Research conducted into the effects of erlotinib for lung cancer has shown that the drug improves the survival rates of patients compared to a placebo. After one year on the treatment, 31 percent of patients taking erlotinib survive, while only 22 percent of patients taking a placebo survive. Studies such as this often do not test erlotinib against an alternative lung cancer treatment, only a useless placebo. Scientists have also found that the progression of the cancer is slower for those taking erlotinib for lung cancer. Despite these positive results, erlotinib for lung cancer is only recommended as an alternative to docetaxel or for patients who do not respond to other treatments.
Patients on erlotinib don’t usually experience progression of the cancer for 2.2 months, compared to 1.8 months for placebo patients. Taking erlotinib for lung cancer also combats some of the more common symptoms of the condition. Patients taking the drug experience a reduction in cough, chest pain, and difficulty breathing.
Erlotinib for lung cancer works by blocking the receptors responsible for the affected cells' growth and multiplication.
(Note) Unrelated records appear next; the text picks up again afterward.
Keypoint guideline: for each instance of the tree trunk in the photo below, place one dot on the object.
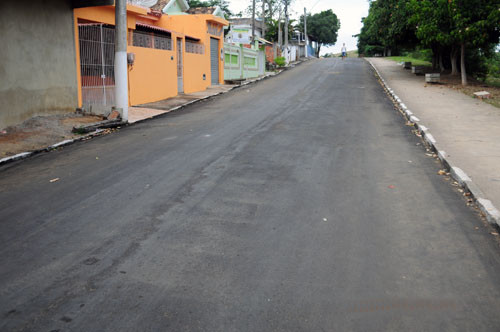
(434, 60)
(462, 65)
(441, 65)
(453, 57)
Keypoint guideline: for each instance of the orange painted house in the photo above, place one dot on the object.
(171, 49)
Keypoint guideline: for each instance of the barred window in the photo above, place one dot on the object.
(151, 39)
(194, 47)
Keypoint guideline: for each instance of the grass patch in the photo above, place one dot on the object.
(415, 62)
(493, 81)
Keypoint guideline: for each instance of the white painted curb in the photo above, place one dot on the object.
(485, 205)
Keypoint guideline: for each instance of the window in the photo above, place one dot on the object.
(151, 38)
(194, 46)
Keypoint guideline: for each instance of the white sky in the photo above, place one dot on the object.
(349, 12)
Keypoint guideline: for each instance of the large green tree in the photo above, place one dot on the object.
(223, 4)
(322, 27)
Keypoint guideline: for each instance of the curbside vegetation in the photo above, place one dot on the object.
(488, 210)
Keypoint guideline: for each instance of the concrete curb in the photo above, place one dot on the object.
(99, 132)
(491, 213)
(24, 155)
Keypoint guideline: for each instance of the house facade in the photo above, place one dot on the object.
(64, 58)
(172, 49)
(37, 60)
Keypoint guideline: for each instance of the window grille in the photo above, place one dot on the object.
(151, 40)
(196, 48)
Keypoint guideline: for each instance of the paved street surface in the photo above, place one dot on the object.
(301, 203)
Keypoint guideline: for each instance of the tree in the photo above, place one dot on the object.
(476, 24)
(223, 4)
(464, 26)
(322, 27)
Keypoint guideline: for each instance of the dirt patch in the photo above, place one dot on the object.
(454, 82)
(40, 132)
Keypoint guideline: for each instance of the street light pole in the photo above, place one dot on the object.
(286, 24)
(305, 29)
(253, 21)
(121, 81)
(264, 19)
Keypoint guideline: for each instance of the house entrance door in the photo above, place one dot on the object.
(180, 83)
(214, 60)
(97, 54)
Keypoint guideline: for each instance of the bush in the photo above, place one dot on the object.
(280, 61)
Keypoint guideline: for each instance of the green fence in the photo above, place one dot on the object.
(241, 63)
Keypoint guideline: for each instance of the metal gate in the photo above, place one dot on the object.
(97, 54)
(180, 83)
(214, 60)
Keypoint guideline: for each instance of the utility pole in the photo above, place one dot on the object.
(253, 21)
(279, 31)
(280, 36)
(264, 19)
(286, 24)
(305, 28)
(121, 80)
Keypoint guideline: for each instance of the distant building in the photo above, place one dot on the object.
(240, 30)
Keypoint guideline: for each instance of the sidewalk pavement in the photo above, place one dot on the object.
(151, 110)
(467, 129)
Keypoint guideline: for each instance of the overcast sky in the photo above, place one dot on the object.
(349, 12)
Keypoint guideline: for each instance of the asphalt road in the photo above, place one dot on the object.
(300, 203)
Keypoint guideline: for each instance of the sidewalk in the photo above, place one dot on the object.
(466, 128)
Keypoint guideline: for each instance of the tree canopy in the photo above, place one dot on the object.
(452, 29)
(323, 27)
(223, 4)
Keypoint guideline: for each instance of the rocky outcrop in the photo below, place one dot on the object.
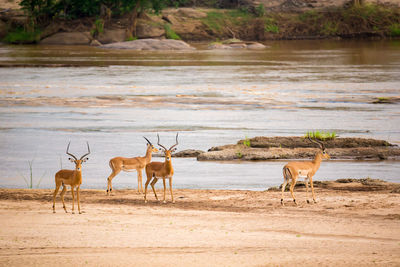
(236, 44)
(186, 22)
(109, 36)
(150, 44)
(148, 29)
(269, 148)
(68, 38)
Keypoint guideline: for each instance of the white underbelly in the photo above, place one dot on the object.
(303, 173)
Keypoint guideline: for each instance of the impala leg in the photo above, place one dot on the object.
(312, 189)
(62, 197)
(73, 199)
(109, 179)
(306, 182)
(54, 197)
(283, 190)
(79, 203)
(164, 190)
(293, 183)
(140, 185)
(170, 188)
(145, 188)
(155, 180)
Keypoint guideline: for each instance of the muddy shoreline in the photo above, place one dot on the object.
(273, 148)
(226, 227)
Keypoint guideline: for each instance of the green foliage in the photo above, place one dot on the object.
(321, 135)
(20, 36)
(260, 10)
(329, 28)
(394, 30)
(170, 33)
(271, 28)
(270, 25)
(220, 20)
(310, 15)
(214, 20)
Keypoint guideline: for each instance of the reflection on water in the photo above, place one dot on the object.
(113, 98)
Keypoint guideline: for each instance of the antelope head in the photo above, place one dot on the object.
(169, 151)
(322, 147)
(150, 146)
(78, 162)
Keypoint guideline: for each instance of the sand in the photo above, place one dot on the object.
(203, 228)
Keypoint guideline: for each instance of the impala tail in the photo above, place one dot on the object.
(287, 175)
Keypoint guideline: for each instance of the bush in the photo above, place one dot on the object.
(170, 33)
(20, 36)
(394, 30)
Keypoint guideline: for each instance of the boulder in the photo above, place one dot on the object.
(150, 44)
(112, 36)
(237, 45)
(95, 43)
(191, 13)
(188, 153)
(68, 38)
(144, 30)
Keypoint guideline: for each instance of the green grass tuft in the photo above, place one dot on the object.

Epidermal growth factor receptors take in epidermal growth factor, which causes a chemical reaction that causes a tumor to grow. The drug blocks these receptors, which are found on most patients' tumors. It fills the receptor and thereby stops epidermal growth factor from helping the tumor grow and spread. Studies have also confirmed that some patients taking similar drugs for their lung cancer may be able to switch onto erlotinib when the old drug loses its effectiveness.
Studies have also found a strange trend in the patients who respond better to the drug. More women than men, for example, respond positively to the drug. Asians have also been identified as another group who respond better to the drug in multiple scientific studies. It also helps if patients taking erlotinib for lung cancer have never smoked.